Queres ir lá, pergunto, mas dizes que não com a cabeça, pareces-te comigo, no silêncio, na mudez, nas viagens que fazes sem te dirigires ao destino, até por isto, por te sentares no escuro, comigo, sozinho.
Continuamos até ver algumas pessoas surgirem na estrada, a procissão terminou, dispersou e vem agora estrada acima, porque não vejo estrada abaixo, de velas e corações apagados e tu tens pena, dizes-me, das velas que continuam a luzir sem terem que as ilumine.
Por saber ao que tristeza chove, afasto-me da janela e deixo-te a olhar para o caminho e para as três velas que persistem no parapeito. Embora cogite, não tenho certeza do que és feito. A porta faz o usual barulho ao ser penetrada na fechadura pela fria chave, viras a cabeça de repente, sorris, mas creio que ela não te viu.
Vem até mim, Estás fria, digo-lhe ao tocar os braços nus depois de tirar o casaco.
Perguntas-me se quero ir contigo ao nicho, colocar uma vela.
Assim, pergunto e admiro-me, ainda de pijama ou lá o que queiram chamar ao calção e t-shirt e tu, como sempre, sacodes os ombros e lanças o típico, e quê?
Nada mais faço que sorrir, deve ser a minha resposta sem voz, enquanto sais da cozinha com o sorriso aberto e a vela que levaste na procissão do ano anterior, Guardo a deste ano e vamos colocar a do ano passado, para o ano repetimos.
Arrepio-me ao sair à rua em calção, o frio anda por aqui à solta e ao ver-me incauto embrulha-se imediatamente nas pernas. Vamos andando, de mão dada, numa ligeireza lenta, até conseguirmos olhar para trás e ver o efeito das velas no nosso parapeito, não as vemos, surgem apenas as chamas projectadas no alumínio lacado das janelas e na parede. Não sei se o vês, não o mencionas, eu também não, mas ele catraio desce como descem as luzes sem pavio e vai connosco, no nosso meio, por entre os nossos passos.
Sem procissão sem aflição, o nicho está vazio, iluminado por umas gambiarras que dançam com o vento e com seis ou sete velas, de tamanhos diferentes, que, protegidas por uma cortina de ferro, vão ardendo indiferentes a outra luz que não a delas.
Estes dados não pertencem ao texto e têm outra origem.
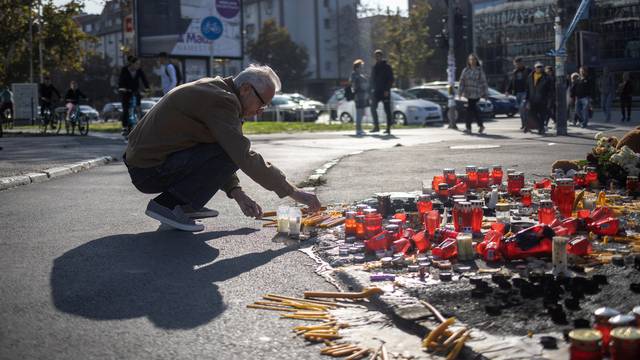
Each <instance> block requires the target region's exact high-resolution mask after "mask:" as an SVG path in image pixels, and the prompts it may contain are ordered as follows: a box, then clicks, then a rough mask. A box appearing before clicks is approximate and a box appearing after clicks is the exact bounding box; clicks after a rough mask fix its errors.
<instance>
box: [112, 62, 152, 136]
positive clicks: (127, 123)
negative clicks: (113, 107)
mask: <svg viewBox="0 0 640 360" xmlns="http://www.w3.org/2000/svg"><path fill="white" fill-rule="evenodd" d="M140 81H142V83H143V84H144V87H145V88H149V82H148V81H147V77H146V76H145V75H144V71H142V69H141V68H140V60H139V59H138V58H137V57H135V56H132V55H129V56H128V57H127V65H126V66H123V67H122V70H121V71H120V78H119V79H118V92H119V93H120V101H121V102H122V115H121V116H120V121H121V122H122V134H123V135H125V136H127V135H128V134H129V132H130V131H131V124H129V110H130V107H131V99H132V98H133V96H135V97H136V106H137V107H139V106H140V91H139V89H140Z"/></svg>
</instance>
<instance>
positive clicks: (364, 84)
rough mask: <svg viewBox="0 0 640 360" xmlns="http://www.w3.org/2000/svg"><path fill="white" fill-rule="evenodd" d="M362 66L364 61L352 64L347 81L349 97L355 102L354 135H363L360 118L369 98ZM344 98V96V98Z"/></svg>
mask: <svg viewBox="0 0 640 360" xmlns="http://www.w3.org/2000/svg"><path fill="white" fill-rule="evenodd" d="M362 66H364V61H363V60H362V59H358V60H356V61H354V62H353V72H352V73H351V77H350V79H349V88H350V89H351V94H352V95H351V97H352V99H353V100H355V104H356V135H357V136H362V135H364V131H362V117H363V116H364V110H365V109H366V108H367V105H369V96H368V94H367V87H368V86H367V78H366V76H364V74H363V73H362ZM345 97H346V96H345Z"/></svg>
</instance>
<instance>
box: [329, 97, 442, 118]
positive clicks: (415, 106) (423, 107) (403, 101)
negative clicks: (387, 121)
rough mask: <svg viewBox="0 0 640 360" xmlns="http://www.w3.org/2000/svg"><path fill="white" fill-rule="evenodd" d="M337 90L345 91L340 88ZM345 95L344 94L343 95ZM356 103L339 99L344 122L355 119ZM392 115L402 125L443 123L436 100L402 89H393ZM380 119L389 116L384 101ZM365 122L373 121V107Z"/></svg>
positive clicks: (380, 103)
mask: <svg viewBox="0 0 640 360" xmlns="http://www.w3.org/2000/svg"><path fill="white" fill-rule="evenodd" d="M337 91H343V90H342V89H339V90H337ZM343 97H344V95H343ZM355 111H356V108H355V103H354V102H353V101H344V99H343V100H342V101H339V104H338V107H337V112H338V114H340V116H339V119H340V121H342V122H352V121H353V119H355ZM391 115H392V116H393V122H394V123H395V124H402V125H415V124H418V125H427V124H428V123H437V124H441V123H442V121H443V117H442V107H441V106H440V105H438V104H436V103H434V102H431V101H428V100H424V99H418V98H416V97H414V96H413V95H411V94H408V93H406V92H404V91H402V90H398V89H392V90H391ZM378 120H379V121H380V123H381V124H384V123H386V121H387V118H386V114H385V112H384V106H383V104H382V102H380V103H379V104H378ZM362 122H363V123H370V122H373V118H372V116H371V108H369V107H367V108H366V109H365V111H364V116H363V118H362Z"/></svg>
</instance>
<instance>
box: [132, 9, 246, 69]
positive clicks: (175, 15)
mask: <svg viewBox="0 0 640 360" xmlns="http://www.w3.org/2000/svg"><path fill="white" fill-rule="evenodd" d="M136 15H137V16H136V22H137V25H138V26H137V27H138V53H139V55H142V56H155V55H157V54H158V53H160V52H163V51H164V52H166V53H167V54H169V55H170V56H172V55H173V56H189V57H194V56H196V57H197V56H203V57H210V56H214V57H217V58H233V59H237V58H242V2H241V0H138V1H137V7H136Z"/></svg>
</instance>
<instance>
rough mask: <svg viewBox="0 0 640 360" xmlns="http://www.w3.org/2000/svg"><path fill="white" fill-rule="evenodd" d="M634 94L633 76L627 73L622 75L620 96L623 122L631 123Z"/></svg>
mask: <svg viewBox="0 0 640 360" xmlns="http://www.w3.org/2000/svg"><path fill="white" fill-rule="evenodd" d="M632 93H633V84H632V83H631V74H629V72H625V73H623V74H622V82H621V83H620V85H619V86H618V94H620V110H621V111H622V120H621V121H622V122H625V121H631V94H632Z"/></svg>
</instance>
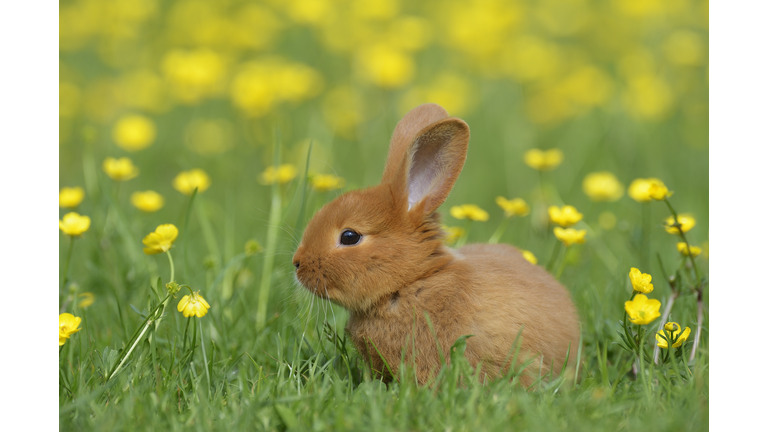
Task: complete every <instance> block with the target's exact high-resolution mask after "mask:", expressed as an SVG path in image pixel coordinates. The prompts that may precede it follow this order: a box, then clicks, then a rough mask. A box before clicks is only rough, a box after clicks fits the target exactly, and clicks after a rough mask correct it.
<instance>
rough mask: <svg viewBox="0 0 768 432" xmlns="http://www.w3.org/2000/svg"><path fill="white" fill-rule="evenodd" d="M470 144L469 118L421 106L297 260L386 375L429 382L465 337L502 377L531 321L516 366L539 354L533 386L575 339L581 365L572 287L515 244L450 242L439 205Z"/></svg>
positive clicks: (578, 318)
mask: <svg viewBox="0 0 768 432" xmlns="http://www.w3.org/2000/svg"><path fill="white" fill-rule="evenodd" d="M468 144H469V126H467V124H466V123H465V122H464V121H463V120H461V119H458V118H455V117H450V116H449V115H448V113H447V112H446V111H445V110H444V109H443V108H442V107H440V106H439V105H436V104H424V105H420V106H418V107H416V108H414V109H413V110H411V111H410V112H408V114H406V115H405V117H403V118H402V120H400V122H399V123H398V124H397V126H396V128H395V131H394V133H393V135H392V139H391V142H390V148H389V154H388V156H387V161H386V164H385V166H384V174H383V176H382V179H381V183H380V184H379V185H377V186H373V187H370V188H367V189H362V190H353V191H350V192H347V193H344V194H343V195H341V196H339V197H337V198H336V199H334V200H333V201H331V202H329V203H328V204H326V205H325V206H324V207H322V208H321V209H320V210H318V211H317V213H316V214H315V215H314V216H313V218H312V219H311V220H310V222H309V223H308V225H307V227H306V229H305V231H304V233H303V236H302V239H301V242H300V244H299V246H298V248H297V250H296V252H295V254H294V256H293V265H294V267H295V269H296V278H297V279H298V281H299V282H300V283H301V285H303V286H304V287H305V288H306V289H307V290H309V291H310V292H311V293H313V294H315V295H317V296H319V297H323V298H327V299H330V301H332V302H334V303H336V304H338V305H341V306H343V307H344V308H346V309H347V310H348V311H349V320H348V322H347V326H346V331H347V332H348V334H349V336H350V339H351V340H352V341H353V343H354V345H355V347H356V348H357V349H358V351H359V352H360V354H361V355H362V356H363V357H364V358H365V361H366V362H367V363H368V365H369V366H370V367H371V369H372V370H373V371H376V372H377V373H380V374H381V376H382V378H383V379H384V380H385V381H390V380H391V379H393V378H395V377H397V375H398V368H399V367H400V365H401V361H403V360H404V361H405V364H409V365H413V366H414V370H415V375H416V379H417V381H418V382H419V383H421V384H424V383H428V382H429V381H430V380H431V379H433V378H434V377H435V375H436V374H437V372H438V371H439V370H440V368H441V366H442V363H441V359H444V360H445V361H447V362H450V353H449V349H450V347H451V346H452V345H453V344H454V342H455V341H456V340H457V339H458V338H459V337H461V336H463V335H472V336H471V337H469V338H468V339H467V345H466V351H465V353H464V354H465V356H466V358H467V359H468V360H469V362H470V363H471V364H472V365H473V366H474V367H477V365H478V364H480V370H481V374H482V378H483V379H492V378H495V377H498V376H500V375H502V374H504V373H506V372H507V371H508V369H509V368H510V367H511V366H512V365H511V361H512V360H511V359H512V353H513V344H514V341H515V337H516V336H517V334H518V331H520V330H521V329H522V333H521V339H522V342H521V343H520V351H519V354H518V356H517V359H518V360H517V361H518V364H519V363H522V361H523V360H529V359H533V362H532V363H530V364H529V366H528V367H527V368H526V370H525V373H524V374H523V375H522V376H521V377H520V382H521V383H522V384H523V385H525V386H530V385H531V383H533V382H534V379H535V378H537V377H538V376H539V375H540V374H541V375H542V376H547V374H548V373H549V372H550V369H552V374H553V376H556V375H557V374H558V373H559V372H560V370H561V368H562V366H563V364H564V361H565V359H566V352H567V351H568V350H569V347H570V358H571V361H570V362H569V363H570V364H571V365H572V364H573V363H574V360H573V359H574V358H575V355H574V353H575V352H576V349H577V347H578V343H579V336H580V330H579V318H578V315H577V312H576V308H575V307H574V305H573V302H572V300H571V297H570V294H569V292H568V291H567V290H566V288H565V287H563V285H561V284H560V283H559V282H558V281H557V280H556V279H555V278H554V277H552V276H551V275H550V274H549V273H547V272H546V271H545V270H544V269H542V268H541V267H538V266H536V265H534V264H531V263H530V262H528V261H527V260H525V259H524V258H523V257H522V254H521V253H520V251H518V250H517V249H515V248H514V247H512V246H509V245H504V244H493V245H491V244H471V245H467V246H464V247H462V248H460V249H457V250H455V249H451V248H449V247H447V246H446V245H445V244H444V242H443V238H444V235H445V234H444V233H443V232H442V230H441V225H440V216H439V214H438V213H437V212H436V210H437V208H438V207H439V206H440V205H441V204H442V203H443V202H444V201H445V199H446V198H447V197H448V194H449V193H450V191H451V189H452V188H453V185H454V183H455V182H456V179H457V178H458V177H459V173H460V172H461V170H462V167H463V166H464V161H465V160H466V157H467V146H468ZM427 316H428V320H429V321H428V320H427ZM430 324H431V326H430ZM384 360H385V361H386V365H385V363H384ZM393 375H394V376H393Z"/></svg>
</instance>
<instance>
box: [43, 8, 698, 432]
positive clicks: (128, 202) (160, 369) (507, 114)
mask: <svg viewBox="0 0 768 432" xmlns="http://www.w3.org/2000/svg"><path fill="white" fill-rule="evenodd" d="M708 22H709V12H708V2H706V1H704V2H702V1H694V0H676V1H650V0H649V1H644V2H636V1H631V0H568V1H563V0H558V1H555V0H551V1H549V0H543V1H532V0H530V1H522V0H521V1H479V0H477V1H470V2H464V1H446V2H436V1H428V2H418V3H417V2H411V3H409V2H402V1H396V0H371V1H362V2H357V1H351V0H335V1H333V0H323V1H320V0H317V1H309V0H292V1H284V2H283V1H277V0H274V1H269V0H266V1H261V2H256V1H234V0H232V1H222V2H206V1H196V0H180V1H171V0H168V1H153V0H140V1H139V0H134V1H129V0H121V1H97V0H75V1H61V2H60V3H59V26H60V28H59V142H60V147H59V155H60V156H59V187H60V189H62V193H61V194H60V203H59V204H60V211H59V217H60V227H61V226H62V222H61V221H64V222H65V224H64V227H63V228H62V230H61V231H60V237H59V275H60V286H59V308H60V311H59V312H60V314H65V313H66V314H72V315H73V317H72V318H69V317H68V316H65V318H63V319H62V317H60V351H59V383H58V394H59V429H60V430H158V429H167V430H182V429H183V430H190V429H194V430H360V429H366V430H372V431H378V430H452V431H453V430H511V429H520V430H542V431H549V430H569V431H570V430H590V431H592V430H641V429H642V430H654V431H656V430H674V431H678V430H705V429H707V428H708V425H709V331H708V326H709V312H708V306H709V286H708V274H709V261H708V260H709V250H708V240H709V137H708V113H709V109H708V97H709V89H708V87H709V81H708V80H709V75H708V70H709V69H708V57H707V56H708ZM426 102H434V103H438V104H440V105H441V106H443V107H444V108H445V109H446V110H447V111H448V112H449V113H450V114H451V115H454V116H457V117H460V118H462V119H463V120H465V121H466V122H467V124H468V125H469V127H470V131H471V139H470V143H469V154H468V157H467V161H466V164H465V166H464V169H463V172H462V174H461V176H460V177H459V179H458V181H457V183H456V185H455V187H454V189H453V191H452V193H451V194H450V196H449V197H448V199H447V201H446V203H445V204H444V205H443V206H442V207H441V209H440V210H439V211H440V213H441V214H442V221H443V223H444V224H445V225H446V232H448V233H451V234H452V235H450V236H448V238H447V239H446V241H447V242H449V244H452V245H454V246H455V245H461V244H470V243H475V242H488V241H489V240H490V239H492V240H493V241H498V242H500V243H509V244H512V245H515V246H516V247H519V248H520V249H523V250H526V251H529V252H530V254H531V255H532V256H533V258H532V259H534V260H535V261H536V263H537V265H540V266H542V267H544V268H546V269H547V270H548V271H550V272H551V273H552V274H554V275H556V276H557V278H558V279H559V280H560V281H561V282H562V283H563V285H565V286H566V287H567V288H568V290H569V291H570V293H571V295H572V298H573V300H574V303H575V304H576V307H577V309H578V312H579V316H580V319H581V336H582V337H581V344H580V346H578V347H573V349H572V351H571V357H570V362H571V363H572V365H577V366H578V367H577V368H576V370H575V371H574V373H572V374H571V373H568V374H564V375H563V376H561V377H557V378H549V379H548V378H547V377H542V379H541V380H538V381H537V382H536V383H534V385H533V386H532V388H529V389H526V388H523V387H522V386H521V385H520V383H519V382H518V378H517V377H516V376H515V371H514V370H513V371H510V372H509V374H508V376H505V377H501V378H499V379H496V380H492V381H490V382H481V381H480V380H479V379H478V378H477V373H476V371H475V370H474V369H473V368H472V367H471V366H470V365H469V364H467V363H466V361H465V360H464V359H463V357H462V355H461V348H462V341H461V340H459V341H457V344H456V345H455V347H456V348H457V349H456V351H455V353H454V354H452V355H451V358H450V360H451V361H450V364H449V365H446V366H445V367H444V368H443V369H442V370H441V372H440V374H439V375H438V376H437V377H436V379H435V380H434V382H432V383H430V384H428V385H425V386H420V385H417V384H416V382H415V380H414V377H413V375H412V374H411V372H410V371H409V368H408V367H407V365H406V367H404V368H403V369H402V373H400V374H399V376H398V379H397V380H395V381H394V382H392V383H383V382H381V380H379V379H377V376H376V374H375V373H372V372H371V371H370V370H369V369H367V367H366V365H365V363H364V361H363V359H362V358H361V356H360V354H359V353H358V352H357V351H356V350H355V349H354V347H353V346H352V344H351V342H350V341H349V340H348V338H347V336H346V335H345V333H344V326H345V324H346V320H347V317H348V314H347V312H346V311H345V310H344V309H343V308H341V307H339V306H337V305H334V304H332V303H329V302H328V301H322V300H321V299H319V298H316V297H313V296H311V295H310V294H309V292H308V291H307V290H306V289H304V288H303V287H301V286H300V285H299V284H298V283H297V282H296V280H295V277H294V268H293V265H292V263H291V257H292V255H293V253H294V251H295V249H296V247H297V245H298V243H299V241H300V238H301V235H302V230H303V228H304V227H305V226H306V223H307V221H308V220H309V219H310V218H311V216H312V214H314V212H315V211H317V210H318V209H319V208H320V207H321V206H322V205H324V204H325V203H327V202H329V201H330V200H332V199H333V198H335V197H336V196H338V195H340V194H341V193H344V192H345V191H348V190H352V189H356V188H361V187H367V186H373V185H375V184H377V183H378V182H379V180H380V177H381V174H382V171H383V167H384V161H385V159H386V155H387V150H388V146H389V138H390V136H391V134H392V131H393V129H394V127H395V125H396V124H397V121H398V120H399V119H400V118H401V117H402V116H403V115H404V114H405V113H406V112H407V111H408V110H409V109H411V108H413V107H415V106H416V105H418V104H420V103H426ZM535 149H538V150H541V151H543V153H539V154H537V153H536V152H535V151H533V150H535ZM546 151H549V152H548V153H547V152H546ZM121 158H127V160H126V159H121ZM595 173H599V175H598V176H594V175H593V174H595ZM649 179H651V180H649ZM638 180H639V181H638ZM64 188H79V189H75V190H63V189H64ZM147 191H152V192H153V193H147ZM137 192H143V194H137ZM497 197H504V198H507V199H513V198H521V199H522V200H524V201H525V206H524V207H527V209H524V208H523V207H515V209H513V210H508V213H505V211H504V209H503V208H502V207H500V205H499V204H497ZM465 204H474V205H476V206H478V207H479V208H480V209H481V211H470V212H466V213H465V214H461V212H459V211H458V210H452V209H454V207H459V206H462V205H465ZM565 205H570V206H573V207H575V209H577V212H578V213H579V214H581V215H582V216H581V217H576V218H575V219H574V220H573V221H570V222H568V223H565V224H561V223H559V221H558V217H556V216H555V217H553V216H552V215H551V213H550V207H552V206H557V207H561V206H565ZM672 209H674V211H675V212H676V214H677V215H678V221H679V222H680V223H681V225H682V226H680V229H682V230H683V231H684V233H680V232H679V230H678V231H677V232H676V230H677V228H675V227H674V226H672V227H670V226H669V225H670V224H674V220H673V221H672V222H667V220H668V218H669V217H670V216H671V215H672ZM70 212H76V213H77V214H78V215H84V216H87V217H88V218H89V219H88V223H85V222H84V220H82V219H67V217H66V215H67V214H69V213H70ZM70 218H72V217H71V216H70ZM472 219H476V220H472ZM67 222H71V223H69V224H67ZM692 222H695V223H694V224H692V225H691V223H692ZM166 224H172V225H173V226H174V227H175V229H176V230H177V232H178V233H177V235H174V233H175V231H174V230H173V229H172V228H168V227H165V228H162V229H160V228H158V227H159V226H162V225H166ZM558 225H561V226H563V225H565V226H569V225H570V226H572V228H574V229H575V230H577V231H576V233H581V234H573V235H576V236H578V235H583V239H578V240H573V243H574V244H571V245H569V246H567V247H564V245H563V243H562V242H561V240H559V239H558V236H557V235H556V234H555V228H556V227H557V226H558ZM670 231H671V233H670ZM153 232H156V233H157V234H153V235H150V233H153ZM682 234H684V236H683V235H682ZM582 240H583V241H582ZM681 242H682V243H683V244H684V243H685V242H688V243H689V246H685V247H678V244H679V243H681ZM687 247H690V252H691V253H690V254H689V256H686V254H685V253H684V252H685V251H686V250H687V249H686V248H687ZM693 255H695V256H693ZM632 268H637V269H639V271H640V273H643V274H648V275H650V276H651V277H652V281H651V282H652V284H653V286H652V288H649V286H648V281H647V279H643V278H642V277H639V276H638V277H635V278H634V280H631V278H630V270H631V269H632ZM171 282H175V283H176V284H173V283H171ZM169 289H170V290H171V291H170V293H169ZM193 293H198V294H193ZM640 294H643V295H645V296H647V297H648V298H649V299H651V302H653V301H654V300H655V301H658V302H659V304H658V305H655V306H653V305H651V306H649V307H650V308H651V309H654V307H655V308H656V310H658V313H659V314H660V315H663V316H656V317H654V318H653V319H652V320H651V321H650V322H648V323H645V324H632V323H627V316H628V315H629V318H632V314H631V313H630V314H628V315H626V314H625V311H628V312H632V311H633V310H634V309H633V308H632V306H629V307H627V308H626V309H625V302H627V301H628V300H630V299H631V298H633V297H634V298H635V299H637V297H636V295H640ZM198 295H199V296H202V298H204V300H205V304H207V305H208V306H209V307H203V306H201V305H202V304H203V303H202V301H201V300H199V297H197V296H198ZM185 296H186V297H185ZM190 300H192V301H190ZM180 302H182V307H179V306H178V305H179V303H180ZM182 311H183V312H182ZM195 313H197V315H202V316H194V314H195ZM190 314H192V315H193V316H191V317H187V316H186V315H190ZM651 315H653V314H651ZM74 317H77V318H78V319H79V321H78V320H77V319H75V318H74ZM638 321H642V320H638ZM667 322H675V323H678V325H680V326H681V327H682V328H683V329H684V328H686V327H688V328H690V333H683V334H685V339H686V340H684V341H683V340H682V337H681V340H680V341H679V342H681V343H679V344H678V343H677V340H675V341H673V348H671V349H659V350H658V352H659V353H660V355H659V361H658V363H656V362H654V349H655V347H656V346H657V343H658V339H657V338H656V337H654V334H655V333H656V332H657V331H658V330H659V329H660V327H661V326H663V325H664V324H666V323H667ZM62 323H63V325H64V326H65V328H64V329H63V330H62ZM75 328H79V330H78V331H76V332H73V330H74V329H75ZM638 333H639V334H638ZM697 333H698V336H697ZM680 334H681V333H675V334H674V335H673V337H678V335H680ZM667 335H669V333H667ZM636 336H639V338H637V339H635V337H636ZM676 345H680V346H679V347H678V346H676ZM638 352H639V354H638Z"/></svg>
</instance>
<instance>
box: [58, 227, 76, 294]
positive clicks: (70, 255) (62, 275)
mask: <svg viewBox="0 0 768 432" xmlns="http://www.w3.org/2000/svg"><path fill="white" fill-rule="evenodd" d="M68 237H69V248H68V250H67V260H66V262H65V264H64V274H63V275H62V277H61V290H62V292H63V291H64V288H65V286H66V284H67V274H68V273H69V261H70V260H71V259H72V249H73V248H74V247H75V238H74V237H72V236H68Z"/></svg>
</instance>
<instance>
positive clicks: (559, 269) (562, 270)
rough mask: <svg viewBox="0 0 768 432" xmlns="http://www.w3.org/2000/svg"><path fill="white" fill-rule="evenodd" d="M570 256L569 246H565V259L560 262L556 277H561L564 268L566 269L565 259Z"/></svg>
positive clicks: (563, 254)
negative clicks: (560, 275)
mask: <svg viewBox="0 0 768 432" xmlns="http://www.w3.org/2000/svg"><path fill="white" fill-rule="evenodd" d="M567 257H568V246H566V247H565V253H564V254H563V260H562V261H561V262H560V268H559V269H558V270H557V274H556V275H555V279H558V280H559V279H560V275H561V274H563V269H565V261H566V258H567Z"/></svg>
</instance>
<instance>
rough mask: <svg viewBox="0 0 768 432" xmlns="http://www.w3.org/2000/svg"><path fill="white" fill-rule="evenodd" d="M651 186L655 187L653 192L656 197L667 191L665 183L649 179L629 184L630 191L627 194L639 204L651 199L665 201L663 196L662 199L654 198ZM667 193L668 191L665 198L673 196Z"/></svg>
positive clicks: (627, 192) (633, 180) (637, 180)
mask: <svg viewBox="0 0 768 432" xmlns="http://www.w3.org/2000/svg"><path fill="white" fill-rule="evenodd" d="M651 186H654V189H653V192H654V194H655V196H661V193H662V191H664V190H666V186H664V182H662V181H661V180H659V179H657V178H654V177H651V178H647V179H642V178H641V179H634V180H633V181H632V183H630V184H629V191H628V192H627V193H628V194H629V196H630V198H632V199H633V200H635V201H637V202H648V201H650V200H651V199H664V197H663V196H661V198H654V197H652V196H651ZM667 192H668V191H664V192H663V193H664V194H665V196H669V195H671V194H668V193H667Z"/></svg>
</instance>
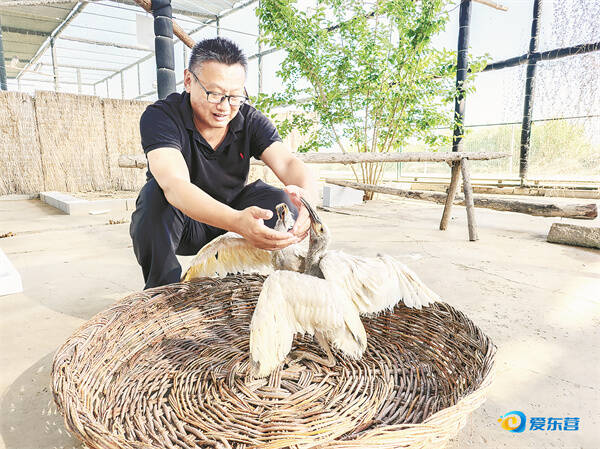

Colocas a vela no círculo vazio, ela afunda-se e fica bem mais pequena que as outras, murmuras algo sobre luz para todos que precisam, confesso que não escutei, estava distraído a olhar para eles, afinal o outro estava à nossa espera ali, sentado nos degraus do nicho, como se soubesse que íamos lá ou, na verdade, talvez tenha sido ele, o mais novo, a dizer-te para passares por ali, para me fazeres vencer a preguiça e o teimoso hábito de me recatar. Viramos costas, agora sim, vamos sozinhos, a vela ficou lá, a arder timidamente por entre as outras e eles, petizes, ficam ali na entrada do nicho, de mão dada a sorrir, espero que orgulhosos de nós, ou de ti, principalmente, que de mim só se vêm bafejados sonhos nos vidros das janelas por onde passo.
Vejo-os passarem por ti, fazem-te cócegas na cara com os lábios e soprando fazem o teu cabelo ondular. Sorris, coças a cara, dizes que está vento enquanto passas a mão pelo cabelo e eu vejo-os ascendendo no adro até se tornarem, também eles, pequenas velas bruxuleantes no céu nocturno, ainda que nublado. A vida tem velas que o pavio desconhece.